I’ve build multiple versions of HTM for iOS 14.5 with the end goal of improving Apple’s Natural Language framework’s accuracy in as many languages as possible.
The final class will be a baked-in version (unconnected synapses removed) of an HTM that can only compare SDRs (no learning). Specifically, it should be able to:
- Compare SDRs of text.
- Compare Unions of SDRs of text.
For example, if you compare the definitions of “miso soup” and “chicken soup” many bits should be overlapping. The union of definitions for all soups and the definition of a random soup should also have a significant number of bits overlapping.
Apple’s NL framework allows for this as well as other functionality via word and sentence embedding but the accuracy is very poor and many words are missing.
Surprisingly, it does an amazing job at tokenization and lemmatization of text (even for words that are missing somehow) which I will use to process the text before I feed it to the HTM.

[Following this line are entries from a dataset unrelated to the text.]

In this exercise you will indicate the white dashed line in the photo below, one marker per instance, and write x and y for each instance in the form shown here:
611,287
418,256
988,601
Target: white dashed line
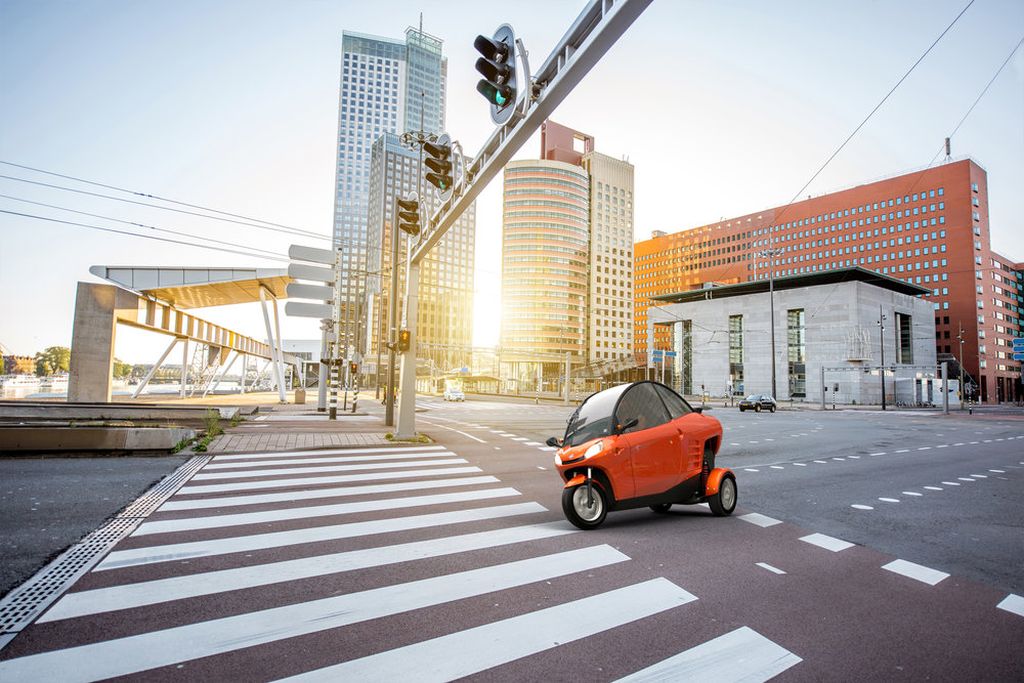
760,519
1013,603
826,542
915,571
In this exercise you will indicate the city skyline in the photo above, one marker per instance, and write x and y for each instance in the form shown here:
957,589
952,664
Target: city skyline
244,125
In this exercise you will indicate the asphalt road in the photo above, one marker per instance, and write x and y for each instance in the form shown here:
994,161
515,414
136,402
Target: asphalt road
449,561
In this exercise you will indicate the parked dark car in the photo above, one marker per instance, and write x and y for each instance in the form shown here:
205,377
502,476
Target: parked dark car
758,402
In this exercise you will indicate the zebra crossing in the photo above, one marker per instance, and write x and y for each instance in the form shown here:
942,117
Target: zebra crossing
283,530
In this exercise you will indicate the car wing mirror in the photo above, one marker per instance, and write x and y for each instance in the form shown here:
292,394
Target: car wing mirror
629,424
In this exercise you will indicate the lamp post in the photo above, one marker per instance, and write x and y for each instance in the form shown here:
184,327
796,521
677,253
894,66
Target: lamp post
882,347
771,254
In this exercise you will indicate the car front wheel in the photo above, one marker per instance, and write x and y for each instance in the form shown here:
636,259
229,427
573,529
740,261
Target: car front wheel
724,502
583,510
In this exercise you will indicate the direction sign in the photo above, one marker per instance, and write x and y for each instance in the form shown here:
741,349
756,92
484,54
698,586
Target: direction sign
300,253
307,309
316,292
313,272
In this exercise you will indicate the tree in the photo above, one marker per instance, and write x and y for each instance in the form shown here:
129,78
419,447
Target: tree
52,360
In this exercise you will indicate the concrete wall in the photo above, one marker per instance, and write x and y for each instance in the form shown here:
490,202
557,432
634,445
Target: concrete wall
842,331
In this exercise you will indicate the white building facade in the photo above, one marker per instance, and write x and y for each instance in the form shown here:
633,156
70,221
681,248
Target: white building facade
828,343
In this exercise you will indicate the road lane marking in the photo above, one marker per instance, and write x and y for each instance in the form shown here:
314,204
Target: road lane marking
132,654
826,542
1013,603
760,519
128,596
187,550
325,461
287,514
915,571
742,654
286,471
287,497
328,452
306,481
473,650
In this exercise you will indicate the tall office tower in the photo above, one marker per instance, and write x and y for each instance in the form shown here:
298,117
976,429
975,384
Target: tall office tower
568,223
444,326
387,86
928,227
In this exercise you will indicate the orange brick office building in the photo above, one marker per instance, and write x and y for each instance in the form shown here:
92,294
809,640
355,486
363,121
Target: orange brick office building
928,227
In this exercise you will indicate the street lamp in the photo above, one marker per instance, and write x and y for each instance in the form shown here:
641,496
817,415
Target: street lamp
770,254
882,346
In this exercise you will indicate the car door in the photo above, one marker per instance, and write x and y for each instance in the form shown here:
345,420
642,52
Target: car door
691,432
652,442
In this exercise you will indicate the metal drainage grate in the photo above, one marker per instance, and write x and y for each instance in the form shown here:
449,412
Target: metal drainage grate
26,602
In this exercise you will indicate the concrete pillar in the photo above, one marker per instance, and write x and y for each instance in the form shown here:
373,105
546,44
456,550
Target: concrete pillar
97,308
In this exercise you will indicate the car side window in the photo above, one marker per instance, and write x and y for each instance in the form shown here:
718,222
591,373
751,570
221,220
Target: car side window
642,402
677,407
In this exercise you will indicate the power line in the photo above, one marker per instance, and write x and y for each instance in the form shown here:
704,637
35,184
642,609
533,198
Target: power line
136,235
147,195
164,208
143,225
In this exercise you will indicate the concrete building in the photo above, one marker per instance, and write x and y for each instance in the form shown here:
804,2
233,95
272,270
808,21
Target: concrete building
568,224
444,324
721,338
386,86
928,227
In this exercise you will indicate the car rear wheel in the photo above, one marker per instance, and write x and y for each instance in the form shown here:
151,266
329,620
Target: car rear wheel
724,502
585,511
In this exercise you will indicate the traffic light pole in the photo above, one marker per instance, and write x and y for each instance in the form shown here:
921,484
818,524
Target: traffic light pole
591,35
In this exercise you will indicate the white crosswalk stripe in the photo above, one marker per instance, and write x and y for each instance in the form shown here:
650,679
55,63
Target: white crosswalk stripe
273,526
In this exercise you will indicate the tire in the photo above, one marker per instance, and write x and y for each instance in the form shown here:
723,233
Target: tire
574,506
724,502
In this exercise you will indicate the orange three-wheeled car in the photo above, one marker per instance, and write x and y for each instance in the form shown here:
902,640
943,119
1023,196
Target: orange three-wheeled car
640,444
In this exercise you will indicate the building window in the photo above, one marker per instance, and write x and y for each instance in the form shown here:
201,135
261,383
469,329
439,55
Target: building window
904,338
736,353
797,344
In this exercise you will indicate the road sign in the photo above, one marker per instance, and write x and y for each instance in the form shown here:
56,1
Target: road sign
300,253
315,292
307,309
313,272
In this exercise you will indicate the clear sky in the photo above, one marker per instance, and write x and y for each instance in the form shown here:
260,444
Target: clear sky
724,108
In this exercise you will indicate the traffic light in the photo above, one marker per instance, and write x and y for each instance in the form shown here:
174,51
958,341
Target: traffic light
409,216
498,68
438,162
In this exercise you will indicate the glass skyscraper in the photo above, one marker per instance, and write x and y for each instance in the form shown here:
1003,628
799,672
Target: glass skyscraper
387,86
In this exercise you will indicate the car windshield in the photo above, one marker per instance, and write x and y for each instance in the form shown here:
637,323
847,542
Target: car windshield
593,419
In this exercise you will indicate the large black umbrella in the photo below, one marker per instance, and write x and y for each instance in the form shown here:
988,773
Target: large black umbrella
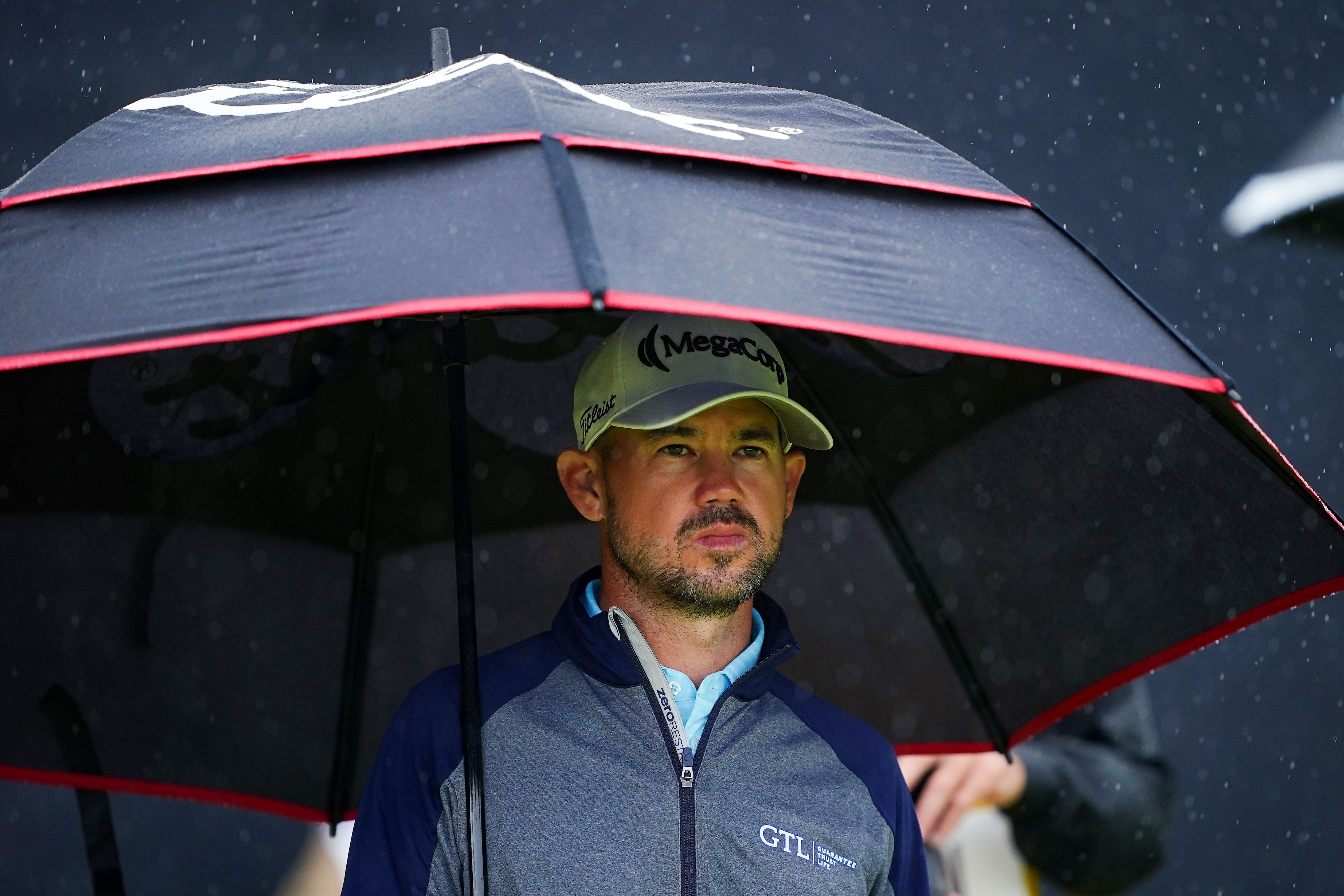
230,541
1303,191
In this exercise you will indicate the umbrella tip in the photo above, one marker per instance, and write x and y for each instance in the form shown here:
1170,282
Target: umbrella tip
440,49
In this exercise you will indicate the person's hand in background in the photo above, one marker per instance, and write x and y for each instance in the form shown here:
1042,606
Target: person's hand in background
955,784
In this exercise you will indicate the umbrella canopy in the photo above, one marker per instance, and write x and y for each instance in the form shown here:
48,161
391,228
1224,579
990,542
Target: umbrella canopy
226,488
1306,187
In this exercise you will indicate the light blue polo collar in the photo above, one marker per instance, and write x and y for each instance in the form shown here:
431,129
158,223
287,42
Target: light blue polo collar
695,703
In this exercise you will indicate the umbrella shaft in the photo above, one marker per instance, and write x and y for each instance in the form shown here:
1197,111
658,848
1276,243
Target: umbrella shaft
453,342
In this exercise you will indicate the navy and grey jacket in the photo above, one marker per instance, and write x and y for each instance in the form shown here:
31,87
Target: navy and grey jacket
582,795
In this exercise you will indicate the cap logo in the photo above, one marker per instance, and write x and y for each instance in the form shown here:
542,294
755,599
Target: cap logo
596,413
717,346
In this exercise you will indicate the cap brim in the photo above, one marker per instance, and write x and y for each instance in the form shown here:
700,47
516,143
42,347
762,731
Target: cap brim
675,405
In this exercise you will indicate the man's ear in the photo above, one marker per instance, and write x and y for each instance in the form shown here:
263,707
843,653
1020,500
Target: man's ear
581,478
795,463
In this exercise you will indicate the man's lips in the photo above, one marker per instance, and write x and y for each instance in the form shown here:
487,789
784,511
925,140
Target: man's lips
721,538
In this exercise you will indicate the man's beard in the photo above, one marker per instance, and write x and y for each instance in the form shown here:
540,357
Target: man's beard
659,574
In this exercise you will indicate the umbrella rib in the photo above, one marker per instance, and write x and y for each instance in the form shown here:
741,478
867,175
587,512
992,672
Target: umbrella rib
917,576
452,341
1181,338
359,640
578,228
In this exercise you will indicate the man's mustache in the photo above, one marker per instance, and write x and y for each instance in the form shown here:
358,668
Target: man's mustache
716,515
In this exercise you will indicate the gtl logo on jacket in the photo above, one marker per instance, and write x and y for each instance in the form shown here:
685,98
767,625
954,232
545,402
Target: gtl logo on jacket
717,345
808,851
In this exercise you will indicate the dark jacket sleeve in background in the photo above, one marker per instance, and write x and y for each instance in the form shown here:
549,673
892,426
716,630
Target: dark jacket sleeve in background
1099,799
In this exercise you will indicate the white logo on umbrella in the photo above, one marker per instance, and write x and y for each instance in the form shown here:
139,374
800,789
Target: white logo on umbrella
213,101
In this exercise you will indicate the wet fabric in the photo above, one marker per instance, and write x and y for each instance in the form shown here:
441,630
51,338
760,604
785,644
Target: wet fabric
225,506
491,96
175,523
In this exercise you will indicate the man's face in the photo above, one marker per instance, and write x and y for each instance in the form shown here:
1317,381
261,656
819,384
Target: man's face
694,514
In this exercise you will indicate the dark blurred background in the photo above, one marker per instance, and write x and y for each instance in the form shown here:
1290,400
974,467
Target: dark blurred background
1134,123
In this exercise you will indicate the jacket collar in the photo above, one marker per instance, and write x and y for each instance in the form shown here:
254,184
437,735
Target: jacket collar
591,644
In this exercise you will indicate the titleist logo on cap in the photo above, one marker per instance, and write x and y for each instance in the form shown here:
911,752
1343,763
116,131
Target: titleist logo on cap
717,346
596,413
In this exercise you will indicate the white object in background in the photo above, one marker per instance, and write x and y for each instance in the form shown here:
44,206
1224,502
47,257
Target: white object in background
320,868
982,860
1267,198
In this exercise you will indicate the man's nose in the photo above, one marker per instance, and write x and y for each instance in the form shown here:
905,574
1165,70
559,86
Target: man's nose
718,483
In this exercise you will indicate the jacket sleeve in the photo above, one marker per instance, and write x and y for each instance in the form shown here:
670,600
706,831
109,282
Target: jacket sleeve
1099,799
397,831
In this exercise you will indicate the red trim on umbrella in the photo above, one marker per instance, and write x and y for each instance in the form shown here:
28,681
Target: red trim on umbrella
1171,655
160,789
301,159
640,302
784,165
1025,733
275,328
1288,464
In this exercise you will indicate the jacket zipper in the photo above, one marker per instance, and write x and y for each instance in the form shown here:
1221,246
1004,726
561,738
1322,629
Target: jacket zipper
687,765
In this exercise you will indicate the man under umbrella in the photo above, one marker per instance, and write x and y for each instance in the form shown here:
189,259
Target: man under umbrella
647,744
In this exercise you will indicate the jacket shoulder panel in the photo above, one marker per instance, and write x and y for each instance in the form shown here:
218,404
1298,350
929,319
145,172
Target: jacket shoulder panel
394,839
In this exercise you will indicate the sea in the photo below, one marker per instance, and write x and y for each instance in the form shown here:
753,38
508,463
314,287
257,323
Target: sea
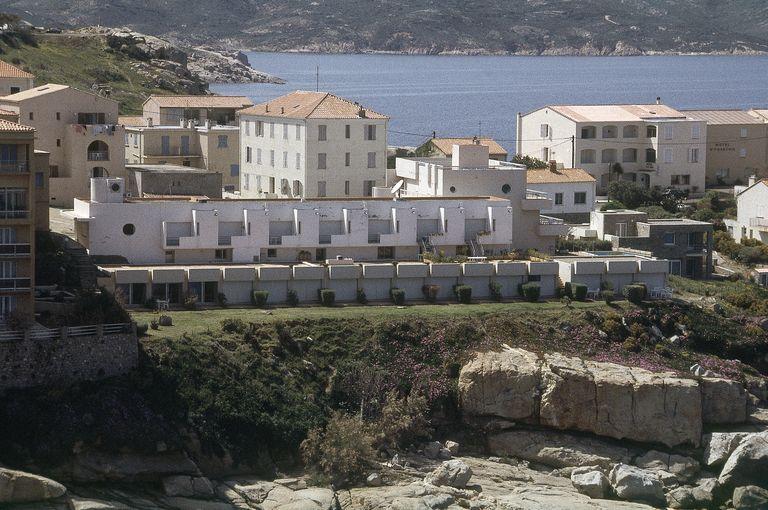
481,95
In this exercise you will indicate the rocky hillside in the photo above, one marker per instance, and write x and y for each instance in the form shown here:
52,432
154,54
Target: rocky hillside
557,27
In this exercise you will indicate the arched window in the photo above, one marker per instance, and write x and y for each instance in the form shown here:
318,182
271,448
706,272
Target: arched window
98,151
608,156
587,156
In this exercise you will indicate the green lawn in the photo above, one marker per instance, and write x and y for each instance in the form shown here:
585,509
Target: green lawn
202,320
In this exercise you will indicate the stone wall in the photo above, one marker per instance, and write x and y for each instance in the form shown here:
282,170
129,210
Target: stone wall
65,358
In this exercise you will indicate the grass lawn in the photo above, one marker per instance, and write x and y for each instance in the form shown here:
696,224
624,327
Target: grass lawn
199,321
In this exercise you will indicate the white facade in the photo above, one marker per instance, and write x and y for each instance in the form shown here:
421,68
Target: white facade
655,145
752,213
334,152
215,231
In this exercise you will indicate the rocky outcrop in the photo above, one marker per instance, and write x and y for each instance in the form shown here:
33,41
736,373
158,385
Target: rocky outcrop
22,487
569,393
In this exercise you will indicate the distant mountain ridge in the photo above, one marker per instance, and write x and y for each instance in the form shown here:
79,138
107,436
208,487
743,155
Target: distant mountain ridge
530,27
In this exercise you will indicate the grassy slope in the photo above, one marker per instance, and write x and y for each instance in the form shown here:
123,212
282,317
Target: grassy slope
81,62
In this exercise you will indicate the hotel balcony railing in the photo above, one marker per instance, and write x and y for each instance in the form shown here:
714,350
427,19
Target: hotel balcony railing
14,215
14,167
98,156
14,250
21,283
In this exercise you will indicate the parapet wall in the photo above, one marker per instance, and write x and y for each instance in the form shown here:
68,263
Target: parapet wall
60,358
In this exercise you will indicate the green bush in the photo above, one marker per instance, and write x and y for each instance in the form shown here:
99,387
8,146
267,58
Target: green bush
327,296
634,293
260,297
430,292
531,291
463,293
495,290
342,452
579,291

Currently, I have the HTM version which I will need (spatial pooler only) and the training data (100,000 Wikipedia articles). I’m looking for ways to make this work. For the final version I will use as many Wikipedia articles as I can find (in the order of millions) for all supported languages.
Using Francisco Webber’s method explained here. To be honest that’s way over my current programming abilities mainly because of not having any prior experience with machine learning algorithms and networks in general. I just can’t wrap my head around exactly how he does it (vectors of documents and kohonen maps) even though on the surface it looks and sounds very simple.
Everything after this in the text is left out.